她侧身从他们身边让几步,跳下台阶,推开虚掩的门进去。阿爽,满床的价签需要我帮忙剪嘛?手酸不酸?大小合身吗?需不需要我仗义相助。
她一边大声吵嚷着一边关上门。楼道拐角的时候他无意转头看一眼她钻进去的那扇门。
她站在门背后双手握成拳无法控制的颤抖。她与他分别十年,从未想还能再见到他。而且是这里,是这个时候。
她才回国。这一楼住的是她打小的死党。死党告诉她楼上是画家。今天男朋友来帮她搬家。
她是这样写那个时候的天气与环境:
初春桥边卖香花豆荚。柳树上的叶子已长满。在娇阳的微风里摇摆,摇出绿荫,浓浓稠稠,红白签上写着命程运势,树阴里这一排测字算命,这个时候几乎没有空闲的时候,抽着烟叫你写一个字。另一边刚闲下,白色眼珠朝着江面鼻翼闪动。风吹过来裹夹这一带生命的力量。拥挤喧器里捉住又一个报上的生辰八字。
她嗒嗒跑下楼出去。第一阵风吹来的太阳光里有春草的颜色。她所处的就是那样的时刻。
她趴趴跑出去。身边卖香花卖豆荚。在算命的流水摊边,看到他背靠着河坝抽烟。阳光明媚。在来往的人流中等着人。视线隔着吹散的烟气,越过这个城眺过青城山望着临界城的方向。手里拿着什么刚才在看。
他突然抬头。
她一愣。一向的软弱让她忘记追下来去的初衷本意。她昂起她的小脑袋,像只骄傲的小鸡。眼高于顶,继续往前跑。她心里知道,自己再跑几步,她就会消失在拐角。将会完全消失在他视线范围外。将会完全与他无关。虽然她穿着运动棉裤小棉衫,还有点缩水,衣袖挽到手肘上,因为跑动一只裤腿垂下来。她懊丧的想着,她好想与他存在关联。她好像大家都在对方的眼中,被彼此看到。
但她依然脚步不停。
她已经落后他们十几年。怎么还会相信他们曾经一起,在一个世界呆过。
如今两个世界的人。已经全不一样。她往后退,他已远远往前走。刚才她跑过去,他在桥边等他的人。他们已在各自的世界,成了两个世界的人。
就是这样。
有个人在那时那地,有从旁边跑过去的关系。
她垂下头又扬起。再继续左转两次,她可以回到家。她将回到家里去。她没有回头。从此再无前程旧事。
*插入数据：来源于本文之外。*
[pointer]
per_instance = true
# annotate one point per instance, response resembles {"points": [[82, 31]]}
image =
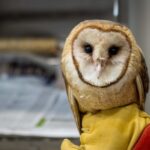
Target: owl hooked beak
{"points": [[100, 64]]}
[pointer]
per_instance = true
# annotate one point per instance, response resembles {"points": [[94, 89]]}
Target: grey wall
{"points": [[139, 22]]}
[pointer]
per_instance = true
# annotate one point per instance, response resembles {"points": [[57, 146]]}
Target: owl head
{"points": [[101, 60]]}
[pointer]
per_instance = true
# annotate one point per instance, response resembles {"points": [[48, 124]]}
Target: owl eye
{"points": [[113, 50], [88, 48]]}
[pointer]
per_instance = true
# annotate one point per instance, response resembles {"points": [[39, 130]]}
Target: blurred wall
{"points": [[139, 22]]}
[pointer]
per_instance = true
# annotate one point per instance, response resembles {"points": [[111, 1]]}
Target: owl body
{"points": [[106, 81]]}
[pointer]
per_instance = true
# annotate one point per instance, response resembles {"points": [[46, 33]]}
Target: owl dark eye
{"points": [[113, 50], [88, 48]]}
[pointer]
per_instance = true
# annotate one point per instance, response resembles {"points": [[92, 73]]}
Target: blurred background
{"points": [[34, 113]]}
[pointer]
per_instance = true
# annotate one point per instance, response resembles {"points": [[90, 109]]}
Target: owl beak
{"points": [[100, 64]]}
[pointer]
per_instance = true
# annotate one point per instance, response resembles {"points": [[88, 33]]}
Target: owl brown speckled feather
{"points": [[103, 67]]}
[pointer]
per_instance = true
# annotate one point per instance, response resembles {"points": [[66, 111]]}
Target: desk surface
{"points": [[30, 107]]}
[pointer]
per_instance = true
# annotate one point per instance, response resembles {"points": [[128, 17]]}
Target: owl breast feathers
{"points": [[103, 67]]}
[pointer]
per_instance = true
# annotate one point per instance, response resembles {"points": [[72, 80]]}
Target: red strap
{"points": [[143, 142]]}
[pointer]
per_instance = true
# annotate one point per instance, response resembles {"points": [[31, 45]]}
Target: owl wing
{"points": [[74, 105], [142, 82]]}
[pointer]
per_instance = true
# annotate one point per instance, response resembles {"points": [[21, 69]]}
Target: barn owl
{"points": [[103, 68]]}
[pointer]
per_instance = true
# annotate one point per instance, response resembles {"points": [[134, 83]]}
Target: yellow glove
{"points": [[67, 145], [115, 129]]}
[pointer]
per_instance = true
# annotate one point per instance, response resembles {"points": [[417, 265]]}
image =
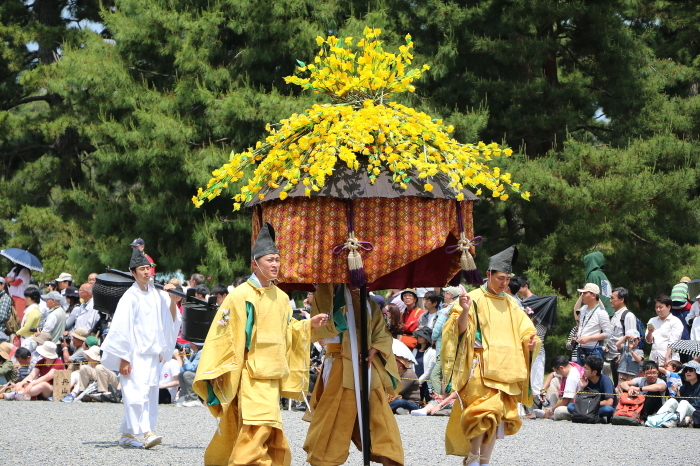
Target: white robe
{"points": [[143, 333]]}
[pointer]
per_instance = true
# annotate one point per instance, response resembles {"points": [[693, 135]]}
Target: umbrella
{"points": [[544, 310], [24, 258], [690, 347], [402, 351]]}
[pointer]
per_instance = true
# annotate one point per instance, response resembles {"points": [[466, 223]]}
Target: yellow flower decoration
{"points": [[359, 127]]}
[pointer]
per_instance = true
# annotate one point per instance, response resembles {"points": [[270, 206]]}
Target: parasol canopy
{"points": [[544, 310], [22, 257], [690, 347]]}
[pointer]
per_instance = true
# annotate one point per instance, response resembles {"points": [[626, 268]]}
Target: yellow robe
{"points": [[334, 411], [248, 382], [489, 381]]}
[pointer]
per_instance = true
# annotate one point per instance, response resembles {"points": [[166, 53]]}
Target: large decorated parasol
{"points": [[363, 189]]}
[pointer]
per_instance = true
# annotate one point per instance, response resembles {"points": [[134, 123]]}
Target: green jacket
{"points": [[594, 263]]}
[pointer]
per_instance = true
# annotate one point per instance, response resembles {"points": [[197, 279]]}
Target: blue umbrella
{"points": [[24, 258]]}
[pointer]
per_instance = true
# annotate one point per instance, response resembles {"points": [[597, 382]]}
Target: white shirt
{"points": [[169, 373], [594, 322], [666, 331]]}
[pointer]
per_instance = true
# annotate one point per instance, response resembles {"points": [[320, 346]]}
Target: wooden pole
{"points": [[364, 352]]}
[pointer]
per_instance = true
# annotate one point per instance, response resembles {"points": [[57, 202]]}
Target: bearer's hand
{"points": [[319, 320], [370, 354], [124, 367], [531, 345]]}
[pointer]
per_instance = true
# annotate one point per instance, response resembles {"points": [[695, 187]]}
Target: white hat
{"points": [[48, 350], [93, 353], [592, 287]]}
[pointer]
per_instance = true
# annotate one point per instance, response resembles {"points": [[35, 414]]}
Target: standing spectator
{"points": [[431, 303], [412, 313], [663, 330], [594, 326], [195, 280], [594, 263], [84, 316], [680, 305], [63, 282], [32, 315], [220, 291], [5, 310], [139, 244], [18, 279], [188, 398], [562, 384], [618, 300], [524, 291], [595, 381], [650, 384], [56, 321]]}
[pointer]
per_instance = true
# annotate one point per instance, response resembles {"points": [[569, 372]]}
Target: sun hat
{"points": [[592, 287], [48, 350], [80, 333], [93, 353], [64, 277], [91, 341], [5, 350], [55, 295]]}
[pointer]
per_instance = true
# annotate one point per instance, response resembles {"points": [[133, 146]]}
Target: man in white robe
{"points": [[140, 339]]}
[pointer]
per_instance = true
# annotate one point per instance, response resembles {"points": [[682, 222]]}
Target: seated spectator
{"points": [[8, 374], [431, 303], [408, 398], [629, 364], [188, 398], [220, 291], [169, 382], [687, 405], [594, 380], [650, 384], [32, 313], [39, 382], [562, 384]]}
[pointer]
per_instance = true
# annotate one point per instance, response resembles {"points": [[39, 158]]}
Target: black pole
{"points": [[364, 365]]}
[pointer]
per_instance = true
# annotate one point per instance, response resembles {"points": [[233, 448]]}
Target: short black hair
{"points": [[595, 364], [33, 294], [219, 289], [664, 299], [623, 294], [649, 364], [23, 353], [559, 361]]}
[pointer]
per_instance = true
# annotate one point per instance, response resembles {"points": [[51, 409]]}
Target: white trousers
{"points": [[140, 397]]}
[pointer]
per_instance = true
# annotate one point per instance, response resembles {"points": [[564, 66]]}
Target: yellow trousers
{"points": [[249, 432], [481, 410], [334, 423]]}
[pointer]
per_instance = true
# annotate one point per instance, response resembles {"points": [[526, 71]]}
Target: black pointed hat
{"points": [[265, 244], [138, 258], [504, 260]]}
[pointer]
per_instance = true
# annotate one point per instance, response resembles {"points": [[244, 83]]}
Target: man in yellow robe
{"points": [[488, 352], [254, 353], [333, 412]]}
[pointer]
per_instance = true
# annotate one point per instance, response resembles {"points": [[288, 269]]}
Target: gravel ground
{"points": [[50, 433]]}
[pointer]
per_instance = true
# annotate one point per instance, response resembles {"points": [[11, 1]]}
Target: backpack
{"points": [[586, 407], [640, 329], [628, 411]]}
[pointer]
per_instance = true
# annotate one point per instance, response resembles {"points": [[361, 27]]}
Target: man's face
{"points": [[142, 274], [662, 310], [651, 375], [268, 265], [498, 281]]}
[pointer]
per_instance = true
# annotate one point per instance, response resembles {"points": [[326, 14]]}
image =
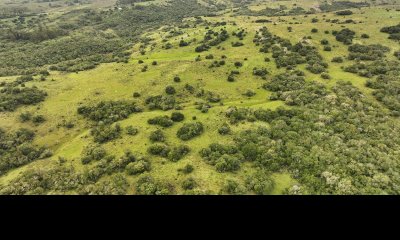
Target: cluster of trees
{"points": [[384, 79], [104, 132], [13, 97], [212, 38], [306, 142], [108, 112], [393, 31], [224, 158], [161, 102], [345, 36], [16, 149], [190, 130], [288, 55], [339, 5], [147, 185], [173, 154], [367, 52]]}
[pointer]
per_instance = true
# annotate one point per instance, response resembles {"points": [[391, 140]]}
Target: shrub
{"points": [[93, 152], [163, 121], [337, 59], [238, 64], [26, 116], [105, 133], [364, 35], [177, 153], [324, 42], [224, 129], [189, 184], [130, 130], [170, 90], [187, 169], [157, 136], [227, 163], [161, 150], [138, 167], [190, 130], [38, 119], [146, 185], [177, 117], [177, 79]]}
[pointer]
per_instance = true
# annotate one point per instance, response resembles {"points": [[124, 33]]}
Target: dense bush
{"points": [[345, 36], [160, 102], [106, 133], [157, 136], [13, 97], [189, 184], [109, 111], [16, 149], [92, 153], [367, 52], [138, 167], [177, 117], [158, 149], [190, 130], [163, 121], [147, 185], [177, 153]]}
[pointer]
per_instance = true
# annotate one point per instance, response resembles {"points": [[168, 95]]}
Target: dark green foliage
{"points": [[393, 31], [137, 167], [337, 59], [232, 187], [157, 136], [25, 116], [340, 5], [109, 112], [190, 130], [260, 183], [179, 152], [92, 153], [367, 52], [345, 36], [177, 117], [187, 169], [364, 35], [189, 184], [38, 119], [163, 121], [147, 185], [130, 130], [324, 42], [160, 102], [16, 149], [224, 129], [159, 149], [170, 90], [344, 13], [237, 44], [224, 158], [106, 133], [13, 97], [177, 79]]}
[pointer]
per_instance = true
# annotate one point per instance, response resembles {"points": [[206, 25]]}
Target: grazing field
{"points": [[223, 97]]}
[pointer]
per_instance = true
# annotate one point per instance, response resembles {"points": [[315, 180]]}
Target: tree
{"points": [[177, 117], [170, 90], [190, 130]]}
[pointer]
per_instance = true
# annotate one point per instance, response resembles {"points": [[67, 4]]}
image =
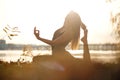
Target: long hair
{"points": [[74, 23]]}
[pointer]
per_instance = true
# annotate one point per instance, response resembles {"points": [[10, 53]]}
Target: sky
{"points": [[49, 15]]}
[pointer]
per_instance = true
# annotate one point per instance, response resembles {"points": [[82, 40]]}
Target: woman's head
{"points": [[72, 22]]}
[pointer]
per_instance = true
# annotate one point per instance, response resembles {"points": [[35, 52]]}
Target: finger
{"points": [[34, 29]]}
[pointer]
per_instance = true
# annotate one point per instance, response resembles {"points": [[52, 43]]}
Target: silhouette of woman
{"points": [[69, 33]]}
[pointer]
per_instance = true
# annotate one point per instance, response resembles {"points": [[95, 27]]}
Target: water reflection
{"points": [[15, 55]]}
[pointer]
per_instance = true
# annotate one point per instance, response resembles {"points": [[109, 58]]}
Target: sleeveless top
{"points": [[59, 50]]}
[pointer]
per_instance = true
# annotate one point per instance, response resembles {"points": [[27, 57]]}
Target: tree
{"points": [[115, 17]]}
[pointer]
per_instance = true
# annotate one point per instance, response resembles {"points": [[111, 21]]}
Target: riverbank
{"points": [[48, 68]]}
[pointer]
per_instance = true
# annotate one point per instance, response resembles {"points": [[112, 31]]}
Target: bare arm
{"points": [[63, 38]]}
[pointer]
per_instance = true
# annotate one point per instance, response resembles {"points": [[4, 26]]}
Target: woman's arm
{"points": [[63, 38]]}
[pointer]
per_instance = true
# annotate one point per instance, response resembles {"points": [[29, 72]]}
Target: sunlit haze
{"points": [[49, 15]]}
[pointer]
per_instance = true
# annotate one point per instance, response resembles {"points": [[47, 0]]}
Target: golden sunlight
{"points": [[48, 15]]}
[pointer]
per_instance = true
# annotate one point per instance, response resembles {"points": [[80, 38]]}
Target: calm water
{"points": [[15, 55]]}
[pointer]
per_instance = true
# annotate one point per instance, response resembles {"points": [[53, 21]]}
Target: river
{"points": [[96, 55]]}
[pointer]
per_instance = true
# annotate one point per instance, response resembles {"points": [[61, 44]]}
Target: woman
{"points": [[69, 33]]}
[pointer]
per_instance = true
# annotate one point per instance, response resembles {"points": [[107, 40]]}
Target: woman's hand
{"points": [[84, 39], [36, 33]]}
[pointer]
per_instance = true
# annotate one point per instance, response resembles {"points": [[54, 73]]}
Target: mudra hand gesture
{"points": [[36, 33]]}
风从临界城吹来。吹来临界城生活的幻像。他靠在那里。看着她迅速的跑下楼,路过他眼前的马路,又迅速的跑过去,消失在拐角。他冷眼看着。直到她消失在一辆开过来的凌志车边。他最终点了含在嘴里的那支烟,收回视线。
任由春风抚面,柳絮如雪。
他一个人站在楼下。春色无边。
他曾经想娶她。
那时他还年少。却觉得这辈子就只娶这姑娘。二逼兮兮的。同时却也,懦弱自私。
她这个人。写二流的故事,三流的人物。把她的一个自己掺杂着幻想,揉在一起写进故事里去,完全是美化伪饰。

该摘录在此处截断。